Often those teens who seek out sexual attention are trying to fill a void, and until parents dig deep enough to find what's missing in a child's life, just saying no to sexual activity will not be enough.
"It has to go deeper than just saying no, because if you prevented every kid in America from having sex, the problem would just come out in another way, because usually sex is a symptom," Bartlett says. "And for kids who are already sexually active, I want them to understand that sex isn't really what they were looking for. What they were looking for was intimacy. I tell them, you're not making love, you're having sex."
Getting back on track
Part of parenting is helping children muddle through their mistakes and creating an environment of forgiveness. Teens who have already chosen to become sexually active need to have an adult available who can help them work through the consequences of those actions.
Rather than condemning sexually active teens, Bartlett asks them what they've learned. He tries to help them figure out for themselves what they were looking for in a sexual relationship and how they can fill that emotional need without sex. Kids make mistakes, and what they usually need most is forgiveness and compassion so that they can move on with the ability to make better choices.
"Jesus forgave those with sexual sins. Part of the reason he did this is that he knew they were looking for something good and went about it the wrong way," Bartlett says. Often teens who have made mistakes already are suffering from the emotional or physical damage and need guidance to get their life back on track.
"Parents need to combine their values with compassion and communication. Just to give them rules won't help," says Heagle. "If I were a parent I'd say, "I don't want you to have a sexual relationship until you're out of high school. I want to ask you to try to live up to that.' I wouldn't have any hesitation about telling my child that, but I also wouldn't tell them I'll kick them out if they're pregnant."
Setting expectations but creating an environment of forgiveness for mistakes helps teach children self-control rather than trying to control them. This allows them to make decisions and teaches them the consequences of those decisions. Part of this is also teaching them that the consequences are a result of their own decisions and not a punishment from an authority figure like their parents or God, Rodriguez explains.
Parent Janice C. of California (who asked that her last name not be used) has talked to her two children, 12 and 13 years old, about choices and consequences. Both children are adopted and were born to teen mothers, so Janice talks openly with them about sexual situations and the long-term consequences of the choices they may make. She wants them to learn to handle adolescent situations and to make the right choices based on their own knowledge and morality.
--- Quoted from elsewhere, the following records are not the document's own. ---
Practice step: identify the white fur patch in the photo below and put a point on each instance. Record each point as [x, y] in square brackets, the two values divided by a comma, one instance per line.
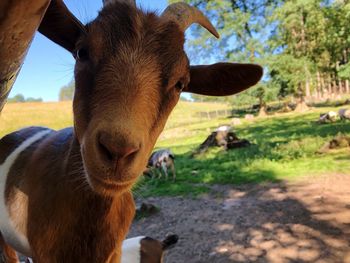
[11, 235]
[131, 250]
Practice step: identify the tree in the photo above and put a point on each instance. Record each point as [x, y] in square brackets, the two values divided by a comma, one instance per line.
[67, 92]
[304, 45]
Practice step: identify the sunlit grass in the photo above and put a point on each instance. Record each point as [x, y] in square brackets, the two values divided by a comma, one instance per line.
[284, 146]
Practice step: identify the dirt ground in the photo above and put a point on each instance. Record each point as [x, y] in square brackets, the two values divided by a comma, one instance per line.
[304, 221]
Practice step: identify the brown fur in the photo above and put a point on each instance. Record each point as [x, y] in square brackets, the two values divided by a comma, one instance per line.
[130, 71]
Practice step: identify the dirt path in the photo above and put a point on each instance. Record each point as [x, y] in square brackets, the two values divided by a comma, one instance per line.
[307, 221]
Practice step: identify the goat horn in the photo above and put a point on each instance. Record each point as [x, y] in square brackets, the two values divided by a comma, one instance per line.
[185, 15]
[106, 2]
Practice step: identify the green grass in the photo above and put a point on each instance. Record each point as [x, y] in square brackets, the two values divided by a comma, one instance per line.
[284, 146]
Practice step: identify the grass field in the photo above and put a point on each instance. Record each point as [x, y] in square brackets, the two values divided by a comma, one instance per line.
[284, 146]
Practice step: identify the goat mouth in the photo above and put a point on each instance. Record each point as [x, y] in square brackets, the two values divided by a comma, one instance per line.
[110, 187]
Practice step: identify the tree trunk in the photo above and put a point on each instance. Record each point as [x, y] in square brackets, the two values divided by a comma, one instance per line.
[19, 19]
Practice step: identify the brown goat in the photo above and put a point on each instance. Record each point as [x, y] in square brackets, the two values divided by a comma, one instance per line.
[65, 195]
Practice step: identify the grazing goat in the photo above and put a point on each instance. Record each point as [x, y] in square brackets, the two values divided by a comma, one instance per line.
[65, 196]
[330, 116]
[161, 161]
[143, 249]
[344, 114]
[146, 249]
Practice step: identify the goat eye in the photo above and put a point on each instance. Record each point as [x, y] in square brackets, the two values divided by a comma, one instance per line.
[82, 54]
[180, 85]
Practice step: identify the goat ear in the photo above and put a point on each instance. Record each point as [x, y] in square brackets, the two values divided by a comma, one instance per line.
[61, 26]
[223, 79]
"You can tell them what's right all the time, but as soon as they're at someone else's house, it's up to them and you hope they heard you," says Janice. "I've taught them to try not to get themselves into a situation they can't handle, but if they do they can call me. A couple times Emma has called me from another room at someone's house and asked me to come and get her. I've taught them to say no if they don't want to do something or if it's uncomfortable."
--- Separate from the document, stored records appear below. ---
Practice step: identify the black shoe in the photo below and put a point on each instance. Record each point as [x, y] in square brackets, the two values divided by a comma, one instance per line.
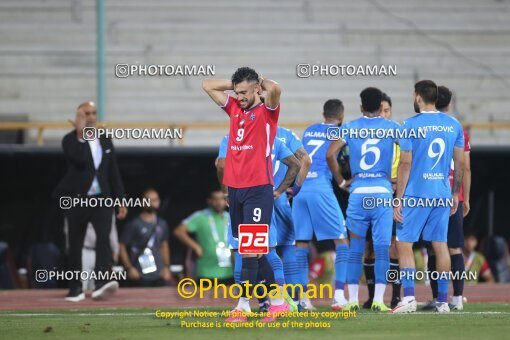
[75, 295]
[368, 304]
[394, 301]
[106, 290]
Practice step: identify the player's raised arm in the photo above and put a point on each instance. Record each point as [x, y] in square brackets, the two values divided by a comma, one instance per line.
[466, 183]
[305, 161]
[331, 157]
[458, 171]
[216, 88]
[273, 92]
[404, 169]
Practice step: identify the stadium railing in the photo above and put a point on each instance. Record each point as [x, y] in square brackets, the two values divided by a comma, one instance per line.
[41, 127]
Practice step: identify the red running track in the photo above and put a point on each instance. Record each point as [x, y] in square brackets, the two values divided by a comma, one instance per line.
[167, 297]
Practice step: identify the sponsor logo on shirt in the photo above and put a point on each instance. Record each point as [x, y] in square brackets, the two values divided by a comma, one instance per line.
[433, 176]
[241, 147]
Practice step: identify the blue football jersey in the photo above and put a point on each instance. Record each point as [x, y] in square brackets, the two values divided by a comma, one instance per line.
[316, 144]
[431, 154]
[370, 141]
[293, 143]
[289, 138]
[279, 153]
[222, 153]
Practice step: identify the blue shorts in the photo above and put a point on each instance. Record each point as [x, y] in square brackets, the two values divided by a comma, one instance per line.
[430, 222]
[253, 205]
[282, 222]
[318, 212]
[456, 228]
[233, 243]
[380, 218]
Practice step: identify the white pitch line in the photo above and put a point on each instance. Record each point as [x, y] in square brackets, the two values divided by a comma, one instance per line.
[149, 314]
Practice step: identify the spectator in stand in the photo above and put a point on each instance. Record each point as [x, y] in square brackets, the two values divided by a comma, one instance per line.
[144, 250]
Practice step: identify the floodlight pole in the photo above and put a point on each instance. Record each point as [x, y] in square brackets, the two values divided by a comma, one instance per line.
[100, 59]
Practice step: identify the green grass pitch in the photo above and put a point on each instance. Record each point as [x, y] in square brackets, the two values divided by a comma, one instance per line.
[477, 321]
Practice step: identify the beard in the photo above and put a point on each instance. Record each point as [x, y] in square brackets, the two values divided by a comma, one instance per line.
[416, 107]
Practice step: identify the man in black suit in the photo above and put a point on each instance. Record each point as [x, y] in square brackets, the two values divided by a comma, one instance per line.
[92, 172]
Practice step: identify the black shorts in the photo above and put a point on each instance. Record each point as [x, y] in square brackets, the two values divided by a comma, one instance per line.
[253, 205]
[456, 229]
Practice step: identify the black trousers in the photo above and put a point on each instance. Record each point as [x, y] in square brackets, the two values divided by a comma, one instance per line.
[77, 220]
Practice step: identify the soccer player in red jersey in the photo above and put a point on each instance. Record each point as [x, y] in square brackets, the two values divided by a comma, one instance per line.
[248, 169]
[455, 224]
Teaching teens self-control and consequences allows them to move away from their family and into adulthood with the ability to make thoughtful decisions and take responsibility for their actions. And teaching them self-control within the context of today's society and their family's morality gives teens the wisdom and judgment to handle adolescent twists and turns with a strong spirit.
"You have to trust human love and communicate. Middle school and high school is equivalent to holding our babies when they were 6 months old. This is how we protect them now, by communicating life stories to them, with our morality involved and with realism," Gurian says. "Ultimately, we have to trust in the ability of a child who is well-loved to love well.